Niederwald ist die Heimat von Nachtigall und Neuntöter

Fünf Prozent ihrer Forstfläche nutzt die Stadt für eine ökologische Bewirtschaftung. Die nutzt Mensch, Flora und Fauna.

Foto: Dirk Jochmann

Krefeld. So ändern sich die Zeiten. Heute dient der Krefelder Wald fast ausschließlich der Erholung der Bürger und dem Naturschutz. Dieser Luxus blieb früheren Generationen verwehrt. Noch bis in die 50er Jahre des vergangenen Jahrhunderts stand die Nutzfunktion der Forstflächen im Vordergrund, überwiegend in Form der sogenannten Niederwaldwirtschaft.

Das Holz wurde jahrhundertelang verwendet als Brennstoff, Baustoff und Futterquelle für das Vieh. „Als vor 60 Jahren die Öl-Frachter aus Saudi-Arabien in Rotterdam anlegten und die Gaslieferungen aus Russland kamen, war das vorbei, und die Niederwaldwirtschaft brach völlig zusammen“, erzählt Stadtförster Arno Schönfeld-Simon.

Seit 20 Jahren setzt er sich für die und mit der Stadt Krefeld für eine ökologische Waldbewirtschaftung ein und hat dabei Mitstreiter wie Dr.

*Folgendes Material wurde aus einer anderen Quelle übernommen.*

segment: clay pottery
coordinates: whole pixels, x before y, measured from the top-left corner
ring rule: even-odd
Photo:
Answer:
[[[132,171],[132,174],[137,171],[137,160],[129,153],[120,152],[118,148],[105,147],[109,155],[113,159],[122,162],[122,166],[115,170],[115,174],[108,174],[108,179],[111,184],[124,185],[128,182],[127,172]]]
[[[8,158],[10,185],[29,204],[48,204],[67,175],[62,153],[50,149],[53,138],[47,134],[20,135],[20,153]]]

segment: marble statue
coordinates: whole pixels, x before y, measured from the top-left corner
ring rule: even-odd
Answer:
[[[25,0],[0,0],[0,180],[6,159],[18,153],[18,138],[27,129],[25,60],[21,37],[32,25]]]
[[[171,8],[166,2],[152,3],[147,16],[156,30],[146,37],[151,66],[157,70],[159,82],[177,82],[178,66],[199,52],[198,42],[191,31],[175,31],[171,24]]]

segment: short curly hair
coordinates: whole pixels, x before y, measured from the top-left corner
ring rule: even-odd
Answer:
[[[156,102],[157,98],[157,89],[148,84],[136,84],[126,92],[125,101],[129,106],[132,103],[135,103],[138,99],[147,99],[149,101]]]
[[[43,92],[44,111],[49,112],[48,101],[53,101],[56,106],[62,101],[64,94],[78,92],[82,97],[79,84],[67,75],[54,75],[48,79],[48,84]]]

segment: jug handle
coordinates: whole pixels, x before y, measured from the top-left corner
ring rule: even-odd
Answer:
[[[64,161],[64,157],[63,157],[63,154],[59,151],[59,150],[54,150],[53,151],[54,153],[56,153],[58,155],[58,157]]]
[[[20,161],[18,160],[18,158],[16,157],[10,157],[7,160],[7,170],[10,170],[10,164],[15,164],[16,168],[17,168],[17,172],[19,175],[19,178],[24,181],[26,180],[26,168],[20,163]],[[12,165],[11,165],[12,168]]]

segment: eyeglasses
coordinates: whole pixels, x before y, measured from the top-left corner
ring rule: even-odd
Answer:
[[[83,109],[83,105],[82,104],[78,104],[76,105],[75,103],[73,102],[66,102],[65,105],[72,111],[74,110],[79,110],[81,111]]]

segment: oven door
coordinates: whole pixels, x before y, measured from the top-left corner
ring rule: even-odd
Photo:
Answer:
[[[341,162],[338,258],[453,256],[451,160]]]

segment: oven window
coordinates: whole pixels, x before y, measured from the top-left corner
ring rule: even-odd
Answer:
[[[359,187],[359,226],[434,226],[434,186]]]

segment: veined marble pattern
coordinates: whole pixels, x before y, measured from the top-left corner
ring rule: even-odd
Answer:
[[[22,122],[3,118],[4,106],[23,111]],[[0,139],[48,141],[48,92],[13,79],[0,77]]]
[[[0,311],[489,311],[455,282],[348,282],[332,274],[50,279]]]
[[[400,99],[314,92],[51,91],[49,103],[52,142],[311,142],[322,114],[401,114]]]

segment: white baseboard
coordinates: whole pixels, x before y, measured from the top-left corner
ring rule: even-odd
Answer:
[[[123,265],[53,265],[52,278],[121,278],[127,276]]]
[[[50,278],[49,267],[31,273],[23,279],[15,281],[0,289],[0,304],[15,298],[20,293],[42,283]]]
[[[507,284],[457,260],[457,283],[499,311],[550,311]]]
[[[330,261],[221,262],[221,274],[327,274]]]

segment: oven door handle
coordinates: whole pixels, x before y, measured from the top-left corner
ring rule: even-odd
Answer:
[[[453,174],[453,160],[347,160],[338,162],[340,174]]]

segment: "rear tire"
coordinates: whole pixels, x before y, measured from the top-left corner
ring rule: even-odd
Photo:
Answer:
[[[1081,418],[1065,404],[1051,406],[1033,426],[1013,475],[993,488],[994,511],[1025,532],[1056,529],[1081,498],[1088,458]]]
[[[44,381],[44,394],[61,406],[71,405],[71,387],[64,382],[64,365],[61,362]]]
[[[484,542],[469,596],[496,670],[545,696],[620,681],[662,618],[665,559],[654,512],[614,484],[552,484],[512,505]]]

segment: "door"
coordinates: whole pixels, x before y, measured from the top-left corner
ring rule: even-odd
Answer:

Paul Nothers. Der ist vor kurzem für sein jahrzehntelanges Engagement im Bereich des Umweltschutzes in Krefeld mit dem Bundesverdienstkreuz ausgezeichnet worden (die WZ berichtete).

Auf rund acht Prozent der Krefelder Stadtfläche bereitet sich Wald aus, vorwiegend im Westen, von Forstwald bis Orbroich. Insgesamt 1000 Hektar Fläche sind kartiert, rund 800 Hektar davon sind im städtischen Besitz. Der Rest ist Privatwald, ein kleiner Anteil ist Bundeswald. Ohne eine weitsichtige Planung würden diese Flächen in naher Zukunft verschwinden, durch überalterte Bäume und veränderte Umweltbedingungen, durch weiteren Flächenbedarf der Landwirtschaft und des Städtebaus.

Die Stadt Krefeld hat deshalb in Zusammenarbeit mit Naturschutzverbänden vor 20 Jahren ein Gutachten in Auftrag gegeben, es um ein Bodengutachten erweitert und daraus ein Gesamtkonzept für eine ökologische Waldbewirtschaftung entwickelt.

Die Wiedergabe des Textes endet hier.